Which performed better in recent years, growth stocks or value stocks? Differentiating between these characteristics is a popular way to segment the US stock market (next to segmentation by market capitalization). Value stocks can be roughly described as "bargains". These stocks are usually associated with low P/E, low P/B, low price/cash flow, and a high dividend yield. These companies may have solid fundamentals, but their stock prices are perceived to be lower than their intrinsic value due to factors such as market conditions, industry trends, or temporary setbacks. Value stocks are often associated with more mature industries or companies that are temporarily out of favor with investors. Growth stocks are the exact opposite. They are considered expensive measured by a variety of metrics. These stocks generally do not pay dividends, as the companies usually want to reinvest any earnings in order to keep growing at certain rates. These companies often operate in industries that are expanding rapidly or are engaged in innovative technologies. Investors are attracted to growth stocks because of their potential for significant capital appreciation over time. Examples of growth stocks can include technology companies, biotech firms, or high-growth consumer brands.
Value and growth investing are opposing strategies. A stock prized by a value investor might be considered worthless by a growth investor and vice versa. Value investors seek to profit as the price returns to its “fair value" while growth investors are looking for "winners" and focus on competitive advantages.

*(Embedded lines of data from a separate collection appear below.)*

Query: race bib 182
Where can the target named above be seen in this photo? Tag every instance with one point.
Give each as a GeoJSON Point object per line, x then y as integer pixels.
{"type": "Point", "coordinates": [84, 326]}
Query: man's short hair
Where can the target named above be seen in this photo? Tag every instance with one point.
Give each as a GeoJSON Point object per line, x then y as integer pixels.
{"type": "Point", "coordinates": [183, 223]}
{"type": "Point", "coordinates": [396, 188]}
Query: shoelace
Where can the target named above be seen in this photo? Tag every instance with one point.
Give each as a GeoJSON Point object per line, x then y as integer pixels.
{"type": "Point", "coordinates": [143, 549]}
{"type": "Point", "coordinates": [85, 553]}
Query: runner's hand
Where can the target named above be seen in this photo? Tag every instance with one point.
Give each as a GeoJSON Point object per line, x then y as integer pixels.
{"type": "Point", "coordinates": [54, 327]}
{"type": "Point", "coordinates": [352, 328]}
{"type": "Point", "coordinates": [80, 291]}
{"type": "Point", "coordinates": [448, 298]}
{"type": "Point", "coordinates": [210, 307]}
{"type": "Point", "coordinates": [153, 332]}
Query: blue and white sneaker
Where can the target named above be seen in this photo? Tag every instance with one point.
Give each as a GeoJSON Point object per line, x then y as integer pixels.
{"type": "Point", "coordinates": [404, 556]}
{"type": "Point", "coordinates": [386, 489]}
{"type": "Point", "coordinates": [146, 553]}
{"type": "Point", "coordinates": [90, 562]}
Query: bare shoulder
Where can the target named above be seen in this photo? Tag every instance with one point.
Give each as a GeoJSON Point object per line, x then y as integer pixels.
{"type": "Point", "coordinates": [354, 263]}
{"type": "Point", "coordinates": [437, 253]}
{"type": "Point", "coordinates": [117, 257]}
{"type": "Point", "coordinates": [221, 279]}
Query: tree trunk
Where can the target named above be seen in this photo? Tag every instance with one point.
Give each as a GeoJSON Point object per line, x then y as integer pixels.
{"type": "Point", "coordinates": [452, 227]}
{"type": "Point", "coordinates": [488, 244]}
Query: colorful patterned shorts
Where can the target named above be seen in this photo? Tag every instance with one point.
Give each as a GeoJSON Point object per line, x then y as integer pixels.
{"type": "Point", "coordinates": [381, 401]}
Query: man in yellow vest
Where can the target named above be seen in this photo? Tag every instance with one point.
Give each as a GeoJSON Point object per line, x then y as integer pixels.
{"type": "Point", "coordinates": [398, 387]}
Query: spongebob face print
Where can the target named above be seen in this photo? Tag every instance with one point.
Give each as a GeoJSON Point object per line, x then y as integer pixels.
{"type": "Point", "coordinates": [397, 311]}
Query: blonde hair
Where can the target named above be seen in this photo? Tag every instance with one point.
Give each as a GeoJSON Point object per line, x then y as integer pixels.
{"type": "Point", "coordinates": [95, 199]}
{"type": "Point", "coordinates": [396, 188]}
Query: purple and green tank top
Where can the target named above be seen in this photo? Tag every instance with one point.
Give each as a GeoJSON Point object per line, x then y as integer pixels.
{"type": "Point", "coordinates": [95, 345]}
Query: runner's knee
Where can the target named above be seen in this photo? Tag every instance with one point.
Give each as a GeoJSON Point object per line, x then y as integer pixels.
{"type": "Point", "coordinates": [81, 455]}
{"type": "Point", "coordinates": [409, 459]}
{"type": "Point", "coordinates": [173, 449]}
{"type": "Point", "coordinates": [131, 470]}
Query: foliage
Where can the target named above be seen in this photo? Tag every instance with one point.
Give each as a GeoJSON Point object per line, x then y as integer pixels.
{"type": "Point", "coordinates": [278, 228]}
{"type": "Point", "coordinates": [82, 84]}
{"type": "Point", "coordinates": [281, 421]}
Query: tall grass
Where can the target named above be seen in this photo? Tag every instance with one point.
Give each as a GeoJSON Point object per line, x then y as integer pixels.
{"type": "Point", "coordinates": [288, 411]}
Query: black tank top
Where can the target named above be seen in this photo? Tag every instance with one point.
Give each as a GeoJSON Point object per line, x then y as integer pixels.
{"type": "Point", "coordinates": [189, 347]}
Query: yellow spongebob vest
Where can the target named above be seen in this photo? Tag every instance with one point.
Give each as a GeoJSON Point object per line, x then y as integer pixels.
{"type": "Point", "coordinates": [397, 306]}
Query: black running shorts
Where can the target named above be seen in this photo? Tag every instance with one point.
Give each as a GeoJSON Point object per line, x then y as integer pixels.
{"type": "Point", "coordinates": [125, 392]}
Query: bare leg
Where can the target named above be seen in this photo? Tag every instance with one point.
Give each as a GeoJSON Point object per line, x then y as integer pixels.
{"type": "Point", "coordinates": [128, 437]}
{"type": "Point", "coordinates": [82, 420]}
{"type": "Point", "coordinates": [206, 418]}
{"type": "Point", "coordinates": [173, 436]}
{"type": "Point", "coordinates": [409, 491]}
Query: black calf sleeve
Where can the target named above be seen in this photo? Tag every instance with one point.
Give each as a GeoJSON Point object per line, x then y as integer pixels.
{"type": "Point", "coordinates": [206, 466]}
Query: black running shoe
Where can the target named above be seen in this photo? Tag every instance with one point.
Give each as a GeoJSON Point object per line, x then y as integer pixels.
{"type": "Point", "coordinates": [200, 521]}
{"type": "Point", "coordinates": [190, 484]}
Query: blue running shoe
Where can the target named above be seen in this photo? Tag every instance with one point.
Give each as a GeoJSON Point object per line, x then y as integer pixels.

The ratio in the chart above divides the Wilshire US Large-Cap Growth Index by the Wilshire US Large-Cap Value Index. When the ratio rises, growth stocks outperform value stocks - and when it falls, value stocks outperform growth stocks. The ratio peaked in 2000, during the dot-com mania.
The Wilshire Large-Cap includes the top 750 ranked components of the Wilshire 5000 index measured by market capitalization.
The Wilshire Mid-Cap includes the components between 500 and 1000 measured by market capitalization. Therefore it's considered a benchmark for mid-cap stocks.
The Wilshire Small-Cap includes the components between 750 and 2500 measured by market capitalization.
Wilshire further divides these indices into growth and value, which are defined by looking at six factors: projected price-to-earnings ratio, projected earnings growth, price-to-book ratio, dividend yield, trailing revenue growth and trailing earnings growth. All indices are capitalization-weighted and they are total return indices, which include reinvested dividends.